Well we do, because of those cross hands, lifted in blessing.  Those cross hands that took our sin away from us, and blessed us with the gift of forgiveness.  For His hands were cut off, so that our hands would not.  He was condemned, so that we would not.  He died, so that we might live.  And so as we live under those blessing hands of our Saviour, we bless Him by repenting of our sins that He atoned for, and by receiving the gift and blessing of forgiveness He wants to give us.  That is what we give to Him – for He needs nothing from you.  He wants you.  And so faith that is born from His Word acknowledges the gift received in thankfulness and praise. (LW Introduction, p. 6)  And so we too “bless the Lord” as the disciples did, giving Him the sacrifice of lives of thanksgiving and praise, for we too have received the blessings of faith and forgiveness, life and salvation, from the eternal hands of our Lord. 


“Then he led them out as far as Bethany . . .”


One last physical journey with His disciples.  So much had happened.  They had come so far.  It was truly a time of great joy.  And so where does Jesus lead His disciples?  To Bethany, we are told.  An historical coincidence?  Hardly.  For consider:


Bethany was the place where Jesus had begun His earthly ministry, for it is the place where He had been baptized by John (Jn 1:28).  And so He ends where He began – the Lamb of God that John had first pointed out, now ascending with His blood behind the veil of heaven.

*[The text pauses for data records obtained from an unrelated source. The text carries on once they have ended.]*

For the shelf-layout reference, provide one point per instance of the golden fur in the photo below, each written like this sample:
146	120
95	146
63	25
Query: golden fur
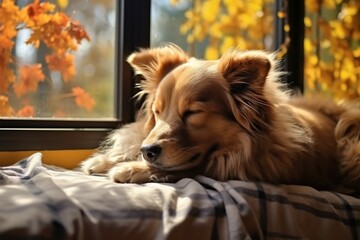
229	119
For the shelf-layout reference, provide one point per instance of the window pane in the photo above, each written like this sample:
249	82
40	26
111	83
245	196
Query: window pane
206	29
332	49
58	58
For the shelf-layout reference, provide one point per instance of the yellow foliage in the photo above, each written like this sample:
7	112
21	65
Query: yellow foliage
332	52
228	24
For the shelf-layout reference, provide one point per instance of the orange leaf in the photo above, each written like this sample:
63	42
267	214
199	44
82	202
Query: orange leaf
83	99
64	63
5	109
78	32
27	111
30	76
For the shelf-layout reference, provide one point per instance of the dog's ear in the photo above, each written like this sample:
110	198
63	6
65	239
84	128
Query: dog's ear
154	63
246	75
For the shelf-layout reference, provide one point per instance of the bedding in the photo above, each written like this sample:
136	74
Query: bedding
46	202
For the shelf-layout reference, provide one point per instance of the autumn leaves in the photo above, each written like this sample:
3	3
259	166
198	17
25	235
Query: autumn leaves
61	36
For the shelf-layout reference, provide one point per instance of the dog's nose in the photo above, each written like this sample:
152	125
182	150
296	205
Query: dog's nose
150	152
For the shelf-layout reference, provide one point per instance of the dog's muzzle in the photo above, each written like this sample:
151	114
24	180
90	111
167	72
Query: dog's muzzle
151	152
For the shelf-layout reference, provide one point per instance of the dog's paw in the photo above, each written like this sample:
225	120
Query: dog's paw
96	164
130	172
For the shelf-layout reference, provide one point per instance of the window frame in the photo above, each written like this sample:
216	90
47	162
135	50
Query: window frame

Bethany was the place where Jesus had raised Lazarus from the dead (Jn 11:1).  And so He is now here raised into Heaven, as we sang: to raise our human nature on the clouds to God’s right hand. (TLH #218 v. 5)


Bethany is the place where Jesus was anointed with oil before His crucifixion; anointed beforehand for His burial (Jn 12:1ff).  And so now raised from the dead, the conqu’ror mounts in triumph (TLH #218 v. 1), the oil of death now the oil of joy.


And as if all that weren’t enough, there is one more thing: Bethany traditionally marked the last station of rest for pilgrims traveling to Jerusalem.  And so it is Jesus’ final place before His ascension, and it is our final place, as we travel as pilgrims through this world to the New Jerusalem of Heaven.  Oh, not in the physical place of Bethany do we gather – rather our Bethany is wherever we gather under the hands of our Lord.  His human hands, His divine hands, His saving hands, His cross hands, His blessing hands, His eternal hands.  For under His hands we are in His hands.  His hands which baptize us, absolve us, feed us, and bless us.  His hands which give us life, see us through this life, and lead us in His way.  Until the day when He returns, when we will rest from our labors, and He brings us – finally! – to the bright cloud of Heaven.


No wonder the disciples were filled with joy!  Let us also be, for we too are blessed – now and forever.


In the Name of the Father, and of the (+) Son, and of the Holy Spirit.  Amen.